Rien ne semble avoir été oublié dans ce parcours du combattant et seront évoqués la relation avec ces pères qui s’affichent autoritaires mais souvent absents, l’art de la drague, la peur des femmes, la jalousie qui révèle la violence qu’on a en soi, la crainte d’être homo ou d’être taxé de pédé, et cette recherche d’en finir avec cet affichage de la virilité qui se fait jour peut-être en raison de l’inquiétude que suscite le mouvement Meetoo, l’envie d’aller vers la tendresse, autant de thèmatiques qui, sans didactisme, seront abordées parfois en solo souvent par des démonstrations  de danses urbaines, de hip hop virtuose  et  même par les superbes performances de danse classique  de Charmine Fariborzi et Natan Bouzy.

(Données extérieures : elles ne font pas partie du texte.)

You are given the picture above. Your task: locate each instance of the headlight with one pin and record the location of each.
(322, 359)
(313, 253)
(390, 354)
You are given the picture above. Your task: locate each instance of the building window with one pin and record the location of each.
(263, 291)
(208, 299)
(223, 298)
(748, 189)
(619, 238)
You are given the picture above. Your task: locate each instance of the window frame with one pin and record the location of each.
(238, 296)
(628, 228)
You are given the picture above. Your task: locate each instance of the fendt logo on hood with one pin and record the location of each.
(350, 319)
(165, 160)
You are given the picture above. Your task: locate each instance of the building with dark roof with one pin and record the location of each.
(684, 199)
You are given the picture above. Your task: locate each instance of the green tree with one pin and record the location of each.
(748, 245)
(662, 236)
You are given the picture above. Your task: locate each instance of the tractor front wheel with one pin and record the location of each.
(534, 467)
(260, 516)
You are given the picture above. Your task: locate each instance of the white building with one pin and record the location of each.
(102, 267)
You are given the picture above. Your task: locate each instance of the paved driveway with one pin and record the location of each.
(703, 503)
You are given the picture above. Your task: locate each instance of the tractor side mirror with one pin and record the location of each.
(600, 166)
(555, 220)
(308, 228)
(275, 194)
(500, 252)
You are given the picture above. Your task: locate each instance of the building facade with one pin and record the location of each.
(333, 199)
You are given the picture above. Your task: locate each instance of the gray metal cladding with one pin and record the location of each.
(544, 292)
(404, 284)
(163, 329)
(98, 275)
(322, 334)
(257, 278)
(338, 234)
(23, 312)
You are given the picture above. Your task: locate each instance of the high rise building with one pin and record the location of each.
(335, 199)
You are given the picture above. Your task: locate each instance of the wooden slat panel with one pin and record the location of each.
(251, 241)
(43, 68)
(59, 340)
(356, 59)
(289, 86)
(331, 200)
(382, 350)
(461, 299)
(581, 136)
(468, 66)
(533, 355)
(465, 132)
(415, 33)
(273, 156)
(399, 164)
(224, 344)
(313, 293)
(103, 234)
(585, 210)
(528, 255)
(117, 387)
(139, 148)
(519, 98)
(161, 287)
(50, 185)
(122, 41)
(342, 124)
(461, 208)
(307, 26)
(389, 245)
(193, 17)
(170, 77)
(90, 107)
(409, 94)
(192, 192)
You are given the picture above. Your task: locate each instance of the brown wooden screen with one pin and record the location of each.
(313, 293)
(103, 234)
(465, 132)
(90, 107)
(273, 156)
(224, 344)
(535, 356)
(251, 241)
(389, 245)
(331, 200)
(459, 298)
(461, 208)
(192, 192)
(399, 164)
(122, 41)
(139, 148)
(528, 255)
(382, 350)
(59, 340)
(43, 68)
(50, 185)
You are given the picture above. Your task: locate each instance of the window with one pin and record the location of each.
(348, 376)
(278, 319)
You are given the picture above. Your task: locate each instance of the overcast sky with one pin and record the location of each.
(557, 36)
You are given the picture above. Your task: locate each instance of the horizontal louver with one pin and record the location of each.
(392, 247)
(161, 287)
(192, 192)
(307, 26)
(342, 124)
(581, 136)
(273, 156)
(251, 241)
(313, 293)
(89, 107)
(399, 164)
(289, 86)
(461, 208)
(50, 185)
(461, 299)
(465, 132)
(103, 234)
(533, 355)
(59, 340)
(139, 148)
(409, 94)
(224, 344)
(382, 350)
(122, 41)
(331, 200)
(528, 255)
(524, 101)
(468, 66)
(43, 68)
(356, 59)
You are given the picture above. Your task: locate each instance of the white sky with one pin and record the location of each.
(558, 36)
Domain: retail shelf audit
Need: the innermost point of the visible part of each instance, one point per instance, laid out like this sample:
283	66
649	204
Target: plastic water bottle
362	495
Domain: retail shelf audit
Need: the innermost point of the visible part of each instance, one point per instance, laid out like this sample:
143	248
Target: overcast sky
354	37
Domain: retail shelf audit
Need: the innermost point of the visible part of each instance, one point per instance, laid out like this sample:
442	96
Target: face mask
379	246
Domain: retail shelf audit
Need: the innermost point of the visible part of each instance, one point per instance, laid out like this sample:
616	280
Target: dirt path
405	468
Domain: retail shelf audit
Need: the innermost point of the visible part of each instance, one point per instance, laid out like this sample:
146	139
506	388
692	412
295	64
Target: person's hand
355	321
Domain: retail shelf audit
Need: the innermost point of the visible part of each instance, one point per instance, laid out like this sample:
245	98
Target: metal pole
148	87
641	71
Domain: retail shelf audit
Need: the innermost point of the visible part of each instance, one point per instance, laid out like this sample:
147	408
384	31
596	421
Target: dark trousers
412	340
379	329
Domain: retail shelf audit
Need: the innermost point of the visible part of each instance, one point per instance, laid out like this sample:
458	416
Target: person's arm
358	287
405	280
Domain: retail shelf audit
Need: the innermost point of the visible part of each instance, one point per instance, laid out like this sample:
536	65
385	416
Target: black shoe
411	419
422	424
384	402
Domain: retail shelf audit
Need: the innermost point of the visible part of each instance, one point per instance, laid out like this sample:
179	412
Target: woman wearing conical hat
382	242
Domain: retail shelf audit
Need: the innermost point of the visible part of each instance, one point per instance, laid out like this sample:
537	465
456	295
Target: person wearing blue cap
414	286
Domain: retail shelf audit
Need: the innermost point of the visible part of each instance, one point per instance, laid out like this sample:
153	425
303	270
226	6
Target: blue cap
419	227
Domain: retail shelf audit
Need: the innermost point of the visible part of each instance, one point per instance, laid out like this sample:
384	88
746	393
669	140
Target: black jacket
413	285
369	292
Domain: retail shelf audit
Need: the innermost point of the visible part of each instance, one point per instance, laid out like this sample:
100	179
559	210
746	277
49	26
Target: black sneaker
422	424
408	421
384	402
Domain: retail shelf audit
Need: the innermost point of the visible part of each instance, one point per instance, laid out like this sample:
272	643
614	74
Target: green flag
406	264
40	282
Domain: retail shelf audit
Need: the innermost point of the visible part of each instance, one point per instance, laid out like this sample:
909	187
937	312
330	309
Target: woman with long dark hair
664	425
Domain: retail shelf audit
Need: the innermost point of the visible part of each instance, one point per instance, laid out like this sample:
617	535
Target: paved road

Dans ce décor plutôt banlieusard, signé Goury où les praticables permettent des évolutions circassiennes,  sous les lumières nuancées de Kelig Le Bars, les  interprètes costumés selon leur personnalité par Marjolaine Mansot et Caroline Tavernier nous ont offert un très beau travail de groupe témoignant d’une complicité manifeste et jouissive qui a emporté l’adhésion enthousiaste du public.